In this post we cover the built-in SQL Server CDC functionality, how to set it up, and some pros and cons of this feature. We also introduce Striim’s high-speed, reliable SQL Server CDC solution.
- Built-in SQL Server CDC
- Tutorial: How to set up the built-in SQL Server CDC functionality
- Striim for High-Speed, Reliable SQL Server CDC
What is Change Data Capture?
Change Data Capture (CDC) is a software process that identifies and tracks changes in a database. There are various CDC methods, each with their pros and cons, but the main benefit of CDC is that it enables near-real-time data movement from databases. Continuous data capture is important for both analytics use cases (where timely data is used to make decisions) and zero-downtime cloud migrations (where operational databases can’t be taken offline for extended periods).
What is SQL Server?
Microsoft SQL Server is a relational database management system (RDMS) developed by Microsoft. SQL Server is mainly used to store and retrieve data. For the purposes of analysis and business intelligence, data is typically replicated to a data warehouse optimized for large analytics queries.

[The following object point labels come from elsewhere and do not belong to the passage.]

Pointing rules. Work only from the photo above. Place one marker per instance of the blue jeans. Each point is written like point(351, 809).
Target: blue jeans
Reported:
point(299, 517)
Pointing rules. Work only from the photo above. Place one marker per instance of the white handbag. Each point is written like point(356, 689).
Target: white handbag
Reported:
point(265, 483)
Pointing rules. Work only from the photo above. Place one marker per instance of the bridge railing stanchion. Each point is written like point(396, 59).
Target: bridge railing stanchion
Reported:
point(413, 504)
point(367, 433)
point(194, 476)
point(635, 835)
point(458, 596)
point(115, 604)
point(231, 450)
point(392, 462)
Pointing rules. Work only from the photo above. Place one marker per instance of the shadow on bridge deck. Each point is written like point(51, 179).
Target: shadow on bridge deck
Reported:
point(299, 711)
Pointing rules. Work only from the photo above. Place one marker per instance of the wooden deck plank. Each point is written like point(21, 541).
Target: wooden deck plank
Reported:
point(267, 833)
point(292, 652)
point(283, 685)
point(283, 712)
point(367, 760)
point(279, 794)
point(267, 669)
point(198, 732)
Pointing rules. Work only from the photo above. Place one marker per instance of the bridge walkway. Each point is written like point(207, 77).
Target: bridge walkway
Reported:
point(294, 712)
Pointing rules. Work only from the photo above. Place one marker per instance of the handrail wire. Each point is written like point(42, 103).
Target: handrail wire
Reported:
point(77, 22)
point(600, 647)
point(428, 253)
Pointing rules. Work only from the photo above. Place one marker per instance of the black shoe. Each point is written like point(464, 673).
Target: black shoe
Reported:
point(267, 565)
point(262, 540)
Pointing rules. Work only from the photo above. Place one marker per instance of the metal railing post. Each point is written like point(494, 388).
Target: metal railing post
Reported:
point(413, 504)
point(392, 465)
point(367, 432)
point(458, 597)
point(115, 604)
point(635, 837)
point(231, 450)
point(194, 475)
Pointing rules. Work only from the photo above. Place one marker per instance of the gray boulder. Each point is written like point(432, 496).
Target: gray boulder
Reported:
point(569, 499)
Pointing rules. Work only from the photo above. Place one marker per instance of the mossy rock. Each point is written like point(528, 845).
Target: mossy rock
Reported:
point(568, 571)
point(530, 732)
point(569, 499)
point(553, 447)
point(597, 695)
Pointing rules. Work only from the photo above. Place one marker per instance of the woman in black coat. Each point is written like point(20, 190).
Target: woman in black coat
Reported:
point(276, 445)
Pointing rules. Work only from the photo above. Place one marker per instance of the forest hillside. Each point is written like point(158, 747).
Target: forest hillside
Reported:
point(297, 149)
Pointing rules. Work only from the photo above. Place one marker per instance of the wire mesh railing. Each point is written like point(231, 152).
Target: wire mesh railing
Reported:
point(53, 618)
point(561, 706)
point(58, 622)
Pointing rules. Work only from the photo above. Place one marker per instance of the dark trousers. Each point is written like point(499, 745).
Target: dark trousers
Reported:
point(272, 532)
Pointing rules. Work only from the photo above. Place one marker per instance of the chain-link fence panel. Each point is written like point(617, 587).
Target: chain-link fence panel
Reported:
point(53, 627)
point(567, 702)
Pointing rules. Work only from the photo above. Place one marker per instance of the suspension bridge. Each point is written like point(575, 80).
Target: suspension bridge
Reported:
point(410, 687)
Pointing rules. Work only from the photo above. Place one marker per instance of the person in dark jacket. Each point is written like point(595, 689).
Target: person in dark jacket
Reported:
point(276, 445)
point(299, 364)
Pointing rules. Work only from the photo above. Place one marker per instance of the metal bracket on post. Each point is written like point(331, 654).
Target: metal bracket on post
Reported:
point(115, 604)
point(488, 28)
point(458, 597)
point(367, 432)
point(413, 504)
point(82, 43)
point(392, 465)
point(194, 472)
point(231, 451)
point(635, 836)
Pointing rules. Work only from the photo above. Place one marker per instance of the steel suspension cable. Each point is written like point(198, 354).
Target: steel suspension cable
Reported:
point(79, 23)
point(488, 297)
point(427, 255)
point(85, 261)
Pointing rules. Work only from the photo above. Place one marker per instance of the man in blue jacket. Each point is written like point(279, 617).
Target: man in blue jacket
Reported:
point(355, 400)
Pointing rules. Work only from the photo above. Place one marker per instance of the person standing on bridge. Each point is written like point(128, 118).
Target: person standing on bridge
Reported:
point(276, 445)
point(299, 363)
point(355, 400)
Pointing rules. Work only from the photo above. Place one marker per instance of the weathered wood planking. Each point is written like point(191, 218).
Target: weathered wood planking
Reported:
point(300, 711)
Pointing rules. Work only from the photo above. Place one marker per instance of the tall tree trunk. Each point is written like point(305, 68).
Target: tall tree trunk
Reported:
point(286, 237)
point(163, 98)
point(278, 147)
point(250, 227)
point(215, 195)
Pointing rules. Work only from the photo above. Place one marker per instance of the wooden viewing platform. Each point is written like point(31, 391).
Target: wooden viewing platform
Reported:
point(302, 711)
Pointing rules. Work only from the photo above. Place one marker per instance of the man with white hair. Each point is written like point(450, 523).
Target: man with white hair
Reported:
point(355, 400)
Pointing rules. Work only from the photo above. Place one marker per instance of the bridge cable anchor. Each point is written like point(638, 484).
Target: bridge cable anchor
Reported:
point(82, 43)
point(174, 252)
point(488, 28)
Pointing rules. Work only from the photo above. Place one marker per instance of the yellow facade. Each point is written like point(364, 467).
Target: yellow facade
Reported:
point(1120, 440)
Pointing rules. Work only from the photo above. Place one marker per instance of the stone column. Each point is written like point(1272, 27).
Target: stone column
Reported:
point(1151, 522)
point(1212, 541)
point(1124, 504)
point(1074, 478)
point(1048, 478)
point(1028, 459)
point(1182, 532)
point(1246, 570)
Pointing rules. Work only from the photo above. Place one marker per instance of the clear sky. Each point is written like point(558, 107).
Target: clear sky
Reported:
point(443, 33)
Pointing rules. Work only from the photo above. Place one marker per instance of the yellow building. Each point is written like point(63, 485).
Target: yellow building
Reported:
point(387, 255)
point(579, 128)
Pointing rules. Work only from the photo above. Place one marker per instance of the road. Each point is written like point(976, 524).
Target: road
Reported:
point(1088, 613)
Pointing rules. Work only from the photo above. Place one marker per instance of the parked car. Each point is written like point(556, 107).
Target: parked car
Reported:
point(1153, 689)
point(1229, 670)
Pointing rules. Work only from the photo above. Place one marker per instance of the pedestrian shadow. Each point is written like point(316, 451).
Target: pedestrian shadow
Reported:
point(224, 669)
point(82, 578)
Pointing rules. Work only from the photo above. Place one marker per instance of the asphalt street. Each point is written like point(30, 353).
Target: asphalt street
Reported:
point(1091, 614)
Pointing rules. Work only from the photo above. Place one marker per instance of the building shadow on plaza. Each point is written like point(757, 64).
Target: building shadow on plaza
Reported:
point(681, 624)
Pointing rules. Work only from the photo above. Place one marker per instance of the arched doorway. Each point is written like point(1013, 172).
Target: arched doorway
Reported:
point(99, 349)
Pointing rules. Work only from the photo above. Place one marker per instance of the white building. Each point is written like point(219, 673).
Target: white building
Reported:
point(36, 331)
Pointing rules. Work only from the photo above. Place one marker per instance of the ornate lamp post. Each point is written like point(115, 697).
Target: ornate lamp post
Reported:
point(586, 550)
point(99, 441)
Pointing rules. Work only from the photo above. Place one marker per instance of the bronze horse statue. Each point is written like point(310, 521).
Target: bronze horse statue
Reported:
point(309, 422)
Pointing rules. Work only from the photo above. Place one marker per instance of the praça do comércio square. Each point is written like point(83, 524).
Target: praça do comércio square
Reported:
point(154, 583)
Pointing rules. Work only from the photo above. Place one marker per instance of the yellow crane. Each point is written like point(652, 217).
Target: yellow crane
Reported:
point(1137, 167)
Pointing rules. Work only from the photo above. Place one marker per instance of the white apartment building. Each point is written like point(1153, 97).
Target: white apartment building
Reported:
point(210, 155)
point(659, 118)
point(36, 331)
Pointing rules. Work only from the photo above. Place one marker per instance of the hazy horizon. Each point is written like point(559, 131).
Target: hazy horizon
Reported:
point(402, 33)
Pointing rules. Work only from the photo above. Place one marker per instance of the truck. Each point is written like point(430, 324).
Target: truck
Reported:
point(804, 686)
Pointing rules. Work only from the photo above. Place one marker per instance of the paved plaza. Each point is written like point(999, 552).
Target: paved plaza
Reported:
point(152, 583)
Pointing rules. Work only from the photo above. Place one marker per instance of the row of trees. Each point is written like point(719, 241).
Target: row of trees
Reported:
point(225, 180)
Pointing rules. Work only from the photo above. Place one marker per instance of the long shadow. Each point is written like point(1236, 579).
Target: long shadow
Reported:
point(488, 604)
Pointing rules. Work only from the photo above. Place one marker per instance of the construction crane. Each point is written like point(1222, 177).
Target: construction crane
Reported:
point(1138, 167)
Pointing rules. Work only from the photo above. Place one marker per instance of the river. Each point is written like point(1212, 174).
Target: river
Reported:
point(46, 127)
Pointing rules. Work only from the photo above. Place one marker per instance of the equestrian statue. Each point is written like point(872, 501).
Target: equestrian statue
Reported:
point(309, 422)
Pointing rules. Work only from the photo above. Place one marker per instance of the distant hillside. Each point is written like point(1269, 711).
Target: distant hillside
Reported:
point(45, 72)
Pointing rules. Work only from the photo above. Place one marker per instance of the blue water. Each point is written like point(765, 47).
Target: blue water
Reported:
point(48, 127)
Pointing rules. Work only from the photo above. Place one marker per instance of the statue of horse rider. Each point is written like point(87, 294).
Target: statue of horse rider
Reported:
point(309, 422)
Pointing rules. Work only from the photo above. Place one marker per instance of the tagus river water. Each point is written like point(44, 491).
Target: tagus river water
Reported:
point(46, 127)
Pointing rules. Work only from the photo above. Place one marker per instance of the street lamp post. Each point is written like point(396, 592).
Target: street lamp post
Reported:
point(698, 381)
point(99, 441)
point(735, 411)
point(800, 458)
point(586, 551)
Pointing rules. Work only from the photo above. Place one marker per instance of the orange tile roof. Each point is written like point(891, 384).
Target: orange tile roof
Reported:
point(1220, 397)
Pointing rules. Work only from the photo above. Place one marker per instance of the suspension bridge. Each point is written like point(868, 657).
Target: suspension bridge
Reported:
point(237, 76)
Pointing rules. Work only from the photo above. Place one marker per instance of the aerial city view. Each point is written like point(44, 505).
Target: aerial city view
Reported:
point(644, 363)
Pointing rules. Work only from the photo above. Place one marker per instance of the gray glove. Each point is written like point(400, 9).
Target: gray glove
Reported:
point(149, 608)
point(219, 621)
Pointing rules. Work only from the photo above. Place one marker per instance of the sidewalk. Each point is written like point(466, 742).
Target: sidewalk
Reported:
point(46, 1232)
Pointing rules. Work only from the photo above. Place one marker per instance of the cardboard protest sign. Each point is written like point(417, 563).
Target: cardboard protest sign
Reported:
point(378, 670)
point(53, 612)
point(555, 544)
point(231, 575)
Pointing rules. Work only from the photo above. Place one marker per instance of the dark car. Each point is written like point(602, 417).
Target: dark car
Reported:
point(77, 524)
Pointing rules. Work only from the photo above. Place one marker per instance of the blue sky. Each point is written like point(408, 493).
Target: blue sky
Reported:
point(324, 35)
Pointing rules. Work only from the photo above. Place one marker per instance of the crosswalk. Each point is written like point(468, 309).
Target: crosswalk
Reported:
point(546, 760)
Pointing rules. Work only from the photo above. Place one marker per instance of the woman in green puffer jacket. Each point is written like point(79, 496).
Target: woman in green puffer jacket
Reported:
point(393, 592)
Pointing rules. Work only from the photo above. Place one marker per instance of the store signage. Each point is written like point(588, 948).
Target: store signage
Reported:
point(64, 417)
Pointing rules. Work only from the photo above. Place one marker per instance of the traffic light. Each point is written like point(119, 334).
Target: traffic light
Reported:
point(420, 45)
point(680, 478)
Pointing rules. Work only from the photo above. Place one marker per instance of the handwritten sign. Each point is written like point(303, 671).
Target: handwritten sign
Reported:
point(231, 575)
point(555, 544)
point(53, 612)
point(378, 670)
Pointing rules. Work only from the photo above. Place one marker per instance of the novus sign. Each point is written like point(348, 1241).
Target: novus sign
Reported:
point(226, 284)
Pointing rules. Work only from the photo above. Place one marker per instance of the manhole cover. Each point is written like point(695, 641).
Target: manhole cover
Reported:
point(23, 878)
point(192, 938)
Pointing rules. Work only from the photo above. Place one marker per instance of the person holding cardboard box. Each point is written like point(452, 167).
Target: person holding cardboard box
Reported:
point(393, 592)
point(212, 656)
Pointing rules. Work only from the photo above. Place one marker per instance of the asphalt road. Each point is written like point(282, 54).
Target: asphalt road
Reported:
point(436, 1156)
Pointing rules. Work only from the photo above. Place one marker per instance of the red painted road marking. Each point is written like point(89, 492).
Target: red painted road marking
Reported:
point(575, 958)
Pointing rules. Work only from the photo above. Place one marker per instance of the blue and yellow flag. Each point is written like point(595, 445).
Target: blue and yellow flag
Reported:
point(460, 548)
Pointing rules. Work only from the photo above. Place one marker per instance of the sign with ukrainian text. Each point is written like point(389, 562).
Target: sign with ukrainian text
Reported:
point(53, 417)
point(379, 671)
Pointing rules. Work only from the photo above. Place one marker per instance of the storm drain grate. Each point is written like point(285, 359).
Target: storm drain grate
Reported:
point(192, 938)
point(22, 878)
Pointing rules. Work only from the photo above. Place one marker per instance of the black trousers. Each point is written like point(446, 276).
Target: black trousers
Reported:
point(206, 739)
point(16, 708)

Change Data Capture is an ideal solution for replication of SQL Server data in near real-time. In this post, we’ll share an overview of both SQL Server’s built-in CDC functionality and Striim’s high-speed SQL Server CDC reader.
SQL Server CDC Methods
Built-in SQL Server CDC
SQL Server offers a built-in CDC functionality, as depicted in the diagram below.
The source table contains the data that’s being inserted, updated, and deleted by applications. The SQL Server transaction log keeps a record of the changes. If CDC is enabled, a SQL Server agent reads inserts, updates, and deletes from the transaction log. These changes are added to a separate change table, where query functions are used to capture the changes so they can be delivered to a target data warehouse or other destination via a data integration process like ETL.
What are the benefits and drawbacks of the built-in SQL Server Change Data Capture feature?
- Built-in feature, no external tools needed
- Uses familiar T-SQL language
- Adding a change table adds overhead to the source database
- Querying change tables adds latency
- Change tables need to be cleaned up on a regular basis
- Since a change table is created for each CDC-enabled table, it can be challenging to consolidate changes from multiple tables (and databases)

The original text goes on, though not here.